[Yaffs] YAFFS2 and kswapd dead lock problem

Lawson.Reed Reed.Lawson at IGT.com
Mon Dec 5 18:42:43 GMT 2005


> -----Original Message-----
> From: Charles Manning [mailto:manningc2 at actrix.gen.nz]
> Sent: Sunday, December 04, 2005 9:55 AM
> To: yaffs at stoneboat.aleph1.co.uk
> Cc: Lawson.Reed
> Subject: Re: [Yaffs] YAFFS2 and kswapd dead lock problem
> 
> 
> On Saturday 03 December 2005 07:56, Lawson.Reed wrote:
> > Found it.... took me 5 work days.
> > And this deadlock issue IS in the YAFFS2 tip code on CVS here:
> > 
> http://www.aleph1.co.uk/cgi-bin/viewcvs.cgi/yaffs2/yaffs_fs.c?
> rev=1.34&view
> >=auto
> >
> 
> Thanks for this huge effort Reed.
> 
> I am quite surprised that someone else has not stumbled on 
> this either.
> 
> Does it only impact on 2.4.x kernels or also 2.6?

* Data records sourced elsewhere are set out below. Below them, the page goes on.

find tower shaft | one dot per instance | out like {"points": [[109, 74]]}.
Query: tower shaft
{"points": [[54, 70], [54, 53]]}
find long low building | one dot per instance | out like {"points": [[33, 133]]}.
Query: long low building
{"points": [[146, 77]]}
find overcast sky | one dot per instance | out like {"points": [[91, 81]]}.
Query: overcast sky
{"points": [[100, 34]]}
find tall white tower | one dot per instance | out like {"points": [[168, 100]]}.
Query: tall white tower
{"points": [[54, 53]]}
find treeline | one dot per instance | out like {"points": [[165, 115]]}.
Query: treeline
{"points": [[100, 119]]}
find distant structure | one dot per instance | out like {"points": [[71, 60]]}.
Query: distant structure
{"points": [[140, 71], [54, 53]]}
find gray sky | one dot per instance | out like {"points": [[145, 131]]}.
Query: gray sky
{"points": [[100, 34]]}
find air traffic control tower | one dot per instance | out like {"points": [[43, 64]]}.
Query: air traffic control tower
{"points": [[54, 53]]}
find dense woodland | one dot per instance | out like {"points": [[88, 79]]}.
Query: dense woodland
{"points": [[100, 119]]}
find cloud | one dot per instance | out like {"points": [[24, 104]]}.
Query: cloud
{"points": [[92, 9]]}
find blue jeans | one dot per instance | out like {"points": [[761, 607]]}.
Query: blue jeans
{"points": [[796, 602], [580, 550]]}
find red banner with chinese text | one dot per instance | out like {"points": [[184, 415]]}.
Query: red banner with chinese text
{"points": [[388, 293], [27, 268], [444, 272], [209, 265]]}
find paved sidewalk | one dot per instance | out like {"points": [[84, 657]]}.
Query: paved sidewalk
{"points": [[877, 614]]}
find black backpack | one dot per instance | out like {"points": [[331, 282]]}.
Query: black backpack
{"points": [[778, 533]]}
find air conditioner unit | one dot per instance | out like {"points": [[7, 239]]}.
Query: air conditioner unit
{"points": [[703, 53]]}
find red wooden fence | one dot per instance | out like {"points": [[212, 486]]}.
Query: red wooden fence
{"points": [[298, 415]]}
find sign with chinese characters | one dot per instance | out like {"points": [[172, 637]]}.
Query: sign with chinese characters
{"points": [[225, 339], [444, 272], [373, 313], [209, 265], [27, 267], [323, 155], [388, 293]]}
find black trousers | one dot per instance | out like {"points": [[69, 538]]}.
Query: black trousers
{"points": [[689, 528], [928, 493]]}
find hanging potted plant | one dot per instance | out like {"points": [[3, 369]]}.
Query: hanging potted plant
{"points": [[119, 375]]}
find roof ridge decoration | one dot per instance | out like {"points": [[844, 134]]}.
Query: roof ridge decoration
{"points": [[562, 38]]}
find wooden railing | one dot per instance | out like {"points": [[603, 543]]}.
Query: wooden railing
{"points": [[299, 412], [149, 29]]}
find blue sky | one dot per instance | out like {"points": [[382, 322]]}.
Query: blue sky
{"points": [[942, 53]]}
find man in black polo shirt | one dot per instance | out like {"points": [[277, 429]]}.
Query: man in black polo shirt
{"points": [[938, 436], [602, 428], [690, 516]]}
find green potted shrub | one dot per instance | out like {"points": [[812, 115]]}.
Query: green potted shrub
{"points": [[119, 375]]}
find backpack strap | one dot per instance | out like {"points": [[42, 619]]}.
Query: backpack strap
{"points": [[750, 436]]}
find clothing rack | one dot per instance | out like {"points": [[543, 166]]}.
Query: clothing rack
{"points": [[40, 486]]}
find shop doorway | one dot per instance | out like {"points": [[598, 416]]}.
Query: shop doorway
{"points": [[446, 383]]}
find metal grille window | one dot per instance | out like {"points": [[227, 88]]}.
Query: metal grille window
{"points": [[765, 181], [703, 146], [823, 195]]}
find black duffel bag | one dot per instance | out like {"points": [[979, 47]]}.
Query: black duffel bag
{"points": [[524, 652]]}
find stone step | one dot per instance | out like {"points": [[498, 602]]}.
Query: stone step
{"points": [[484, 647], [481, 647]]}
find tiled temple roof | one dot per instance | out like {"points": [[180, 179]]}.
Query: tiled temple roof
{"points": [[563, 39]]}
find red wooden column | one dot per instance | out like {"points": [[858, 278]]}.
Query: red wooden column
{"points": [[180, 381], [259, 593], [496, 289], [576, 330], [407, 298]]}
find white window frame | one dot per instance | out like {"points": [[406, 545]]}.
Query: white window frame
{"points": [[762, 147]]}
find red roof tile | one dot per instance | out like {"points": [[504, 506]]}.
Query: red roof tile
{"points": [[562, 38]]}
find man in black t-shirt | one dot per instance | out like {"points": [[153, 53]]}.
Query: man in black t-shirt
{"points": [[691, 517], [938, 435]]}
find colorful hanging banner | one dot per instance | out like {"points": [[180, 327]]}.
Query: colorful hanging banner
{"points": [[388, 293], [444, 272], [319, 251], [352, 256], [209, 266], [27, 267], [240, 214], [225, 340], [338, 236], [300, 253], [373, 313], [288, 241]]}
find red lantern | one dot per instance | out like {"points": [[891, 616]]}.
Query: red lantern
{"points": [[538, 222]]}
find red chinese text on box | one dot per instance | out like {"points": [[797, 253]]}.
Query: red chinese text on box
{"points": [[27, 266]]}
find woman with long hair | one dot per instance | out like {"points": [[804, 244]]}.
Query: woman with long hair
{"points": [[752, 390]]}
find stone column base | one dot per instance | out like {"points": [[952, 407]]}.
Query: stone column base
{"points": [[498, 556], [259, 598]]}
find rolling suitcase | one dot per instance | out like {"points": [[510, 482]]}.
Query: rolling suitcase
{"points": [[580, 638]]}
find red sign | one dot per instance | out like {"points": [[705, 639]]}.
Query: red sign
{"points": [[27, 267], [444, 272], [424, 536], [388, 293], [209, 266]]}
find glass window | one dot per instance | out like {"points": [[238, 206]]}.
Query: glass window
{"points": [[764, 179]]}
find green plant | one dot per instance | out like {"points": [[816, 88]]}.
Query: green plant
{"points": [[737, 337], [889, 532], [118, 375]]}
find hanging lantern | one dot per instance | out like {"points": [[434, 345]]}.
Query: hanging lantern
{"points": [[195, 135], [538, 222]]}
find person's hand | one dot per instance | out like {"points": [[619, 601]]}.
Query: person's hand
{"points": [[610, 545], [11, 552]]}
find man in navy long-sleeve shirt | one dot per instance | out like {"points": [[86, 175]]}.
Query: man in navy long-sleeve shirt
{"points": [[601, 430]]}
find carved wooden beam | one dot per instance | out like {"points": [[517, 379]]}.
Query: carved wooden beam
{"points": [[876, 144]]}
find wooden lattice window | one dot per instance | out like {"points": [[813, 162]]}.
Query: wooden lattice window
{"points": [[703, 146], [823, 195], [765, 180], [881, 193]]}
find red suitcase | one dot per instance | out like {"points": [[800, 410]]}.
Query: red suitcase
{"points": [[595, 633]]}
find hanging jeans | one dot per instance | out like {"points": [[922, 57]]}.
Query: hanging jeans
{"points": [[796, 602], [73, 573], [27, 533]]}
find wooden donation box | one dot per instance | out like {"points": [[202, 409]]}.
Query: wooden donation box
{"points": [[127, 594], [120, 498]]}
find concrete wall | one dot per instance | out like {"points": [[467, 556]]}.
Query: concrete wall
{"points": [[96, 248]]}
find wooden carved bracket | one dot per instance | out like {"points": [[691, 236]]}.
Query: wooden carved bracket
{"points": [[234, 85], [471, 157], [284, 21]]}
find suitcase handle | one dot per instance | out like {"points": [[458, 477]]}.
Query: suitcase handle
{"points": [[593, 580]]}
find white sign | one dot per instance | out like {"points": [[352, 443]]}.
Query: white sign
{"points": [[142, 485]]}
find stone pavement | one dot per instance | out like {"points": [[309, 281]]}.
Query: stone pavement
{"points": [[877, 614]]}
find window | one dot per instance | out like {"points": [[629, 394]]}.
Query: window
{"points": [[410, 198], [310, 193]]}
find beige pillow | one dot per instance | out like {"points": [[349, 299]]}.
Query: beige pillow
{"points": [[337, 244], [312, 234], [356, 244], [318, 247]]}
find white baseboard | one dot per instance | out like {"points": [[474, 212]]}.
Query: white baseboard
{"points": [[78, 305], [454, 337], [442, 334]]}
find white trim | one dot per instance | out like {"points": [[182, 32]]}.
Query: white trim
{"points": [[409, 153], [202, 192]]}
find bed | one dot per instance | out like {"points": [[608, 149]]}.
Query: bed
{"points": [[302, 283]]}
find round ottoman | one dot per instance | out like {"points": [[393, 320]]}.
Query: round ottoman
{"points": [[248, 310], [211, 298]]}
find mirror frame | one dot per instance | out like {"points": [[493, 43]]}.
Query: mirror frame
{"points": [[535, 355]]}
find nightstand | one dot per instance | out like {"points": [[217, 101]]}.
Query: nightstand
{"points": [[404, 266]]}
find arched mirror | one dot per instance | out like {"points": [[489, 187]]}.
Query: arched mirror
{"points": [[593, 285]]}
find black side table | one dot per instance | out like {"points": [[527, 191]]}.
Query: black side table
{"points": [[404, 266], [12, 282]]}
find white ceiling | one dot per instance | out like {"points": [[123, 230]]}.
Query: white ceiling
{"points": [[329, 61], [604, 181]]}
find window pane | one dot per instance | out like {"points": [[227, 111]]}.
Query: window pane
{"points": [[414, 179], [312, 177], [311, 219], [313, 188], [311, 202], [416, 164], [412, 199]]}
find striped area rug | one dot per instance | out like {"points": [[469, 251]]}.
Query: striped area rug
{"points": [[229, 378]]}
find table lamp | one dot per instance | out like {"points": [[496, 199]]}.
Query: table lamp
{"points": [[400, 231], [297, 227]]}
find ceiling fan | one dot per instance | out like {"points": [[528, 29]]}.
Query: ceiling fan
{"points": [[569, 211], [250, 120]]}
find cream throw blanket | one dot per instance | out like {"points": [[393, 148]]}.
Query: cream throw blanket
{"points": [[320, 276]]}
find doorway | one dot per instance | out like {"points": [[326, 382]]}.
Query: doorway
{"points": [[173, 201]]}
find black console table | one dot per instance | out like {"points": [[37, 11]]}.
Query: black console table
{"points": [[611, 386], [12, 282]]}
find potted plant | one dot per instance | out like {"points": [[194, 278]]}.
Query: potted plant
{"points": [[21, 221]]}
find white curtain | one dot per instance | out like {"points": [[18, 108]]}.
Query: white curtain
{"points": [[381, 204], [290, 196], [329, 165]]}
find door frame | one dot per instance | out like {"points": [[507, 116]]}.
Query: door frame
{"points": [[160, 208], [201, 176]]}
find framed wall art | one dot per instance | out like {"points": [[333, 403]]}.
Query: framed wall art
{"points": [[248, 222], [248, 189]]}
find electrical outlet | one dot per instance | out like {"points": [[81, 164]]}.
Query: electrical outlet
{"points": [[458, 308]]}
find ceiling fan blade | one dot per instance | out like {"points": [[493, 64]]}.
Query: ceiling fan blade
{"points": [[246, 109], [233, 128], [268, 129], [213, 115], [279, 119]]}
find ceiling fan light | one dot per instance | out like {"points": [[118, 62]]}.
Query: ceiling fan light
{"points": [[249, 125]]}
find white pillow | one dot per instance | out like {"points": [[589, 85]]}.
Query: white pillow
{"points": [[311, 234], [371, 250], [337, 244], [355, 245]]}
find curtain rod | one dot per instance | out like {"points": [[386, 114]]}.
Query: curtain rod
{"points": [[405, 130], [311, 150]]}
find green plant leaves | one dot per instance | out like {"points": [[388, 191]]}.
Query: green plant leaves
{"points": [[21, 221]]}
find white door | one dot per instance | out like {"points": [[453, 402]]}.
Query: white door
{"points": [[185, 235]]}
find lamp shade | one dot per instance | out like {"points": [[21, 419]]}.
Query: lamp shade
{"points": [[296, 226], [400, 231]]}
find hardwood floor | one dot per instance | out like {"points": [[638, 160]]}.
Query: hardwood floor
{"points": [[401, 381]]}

>From looking at the inode.c in 2.6 I see they are still doing the 
wait_queue thing on the I_FREEING flag just the same as 2.4.
So, this deadlock issue should also be in 2.6 kernels. I do not
have a system running 2.6 so I can not verify this.

It only occurs under heavy multi thread load on the yaffs2 fs.
It is fairly infrequent and to troubleshoot it, I had to write
a torture test program.

> > So, no one has seen this???
> >
> > Here is what is happening:
> >
> > Process 'A' grabs the YAFFS2 grossLock.
> > Process 'B' preempts and it's job is to free unused inodes 
> everywhere.
> > (hint: 'B' is kswapd). So, 'B' sets I_FREEING. Then it calls
> > yaffs_clear_inode() which needs the grossLock. So, it goes
> > on the wait queue because 'A' has the grossLock.
> >
> > Now process 'A' runs. It's holding the grossLock. It calls
> > yaffs_get_inode() which calls BACK UP to iget()... With
> > the grossLock held! That calls find_inode(). It finds
> > I_FREEING set and then gets put on a wait queue in
> > __wait_on_freeing_inode().
> >
> > Presto chango deadlock.
> >
> > So, my solution is to make sure the grossLock is not held when
> > calling yaffs_get_inode(). Plus, I added grossLocking to
> > yaffs_read_inode() since NB's comment in there is no longer
> > true.
> >
> > I ran my 20 thread torture test which usually deadlocks in under 30
> > seconds. It ran overnight with this fix. The test found no compare
> > errors in the 20 files that it reads and writes at random times with
> > random data and random lengths.
> >
> > So, I strongly suggest that someone close to the YAFFSs 
> effort review
> > this change and incorporate it. I am kinda new to all this and I'm
> > not even sure what the correct way to submit the changes are.
> > So, let me know how I can help.
> 
> Did you mean to include some code?

No.

> The easiest is to send something in patch form using "diff 
> -Naur old new", but  others are fine too.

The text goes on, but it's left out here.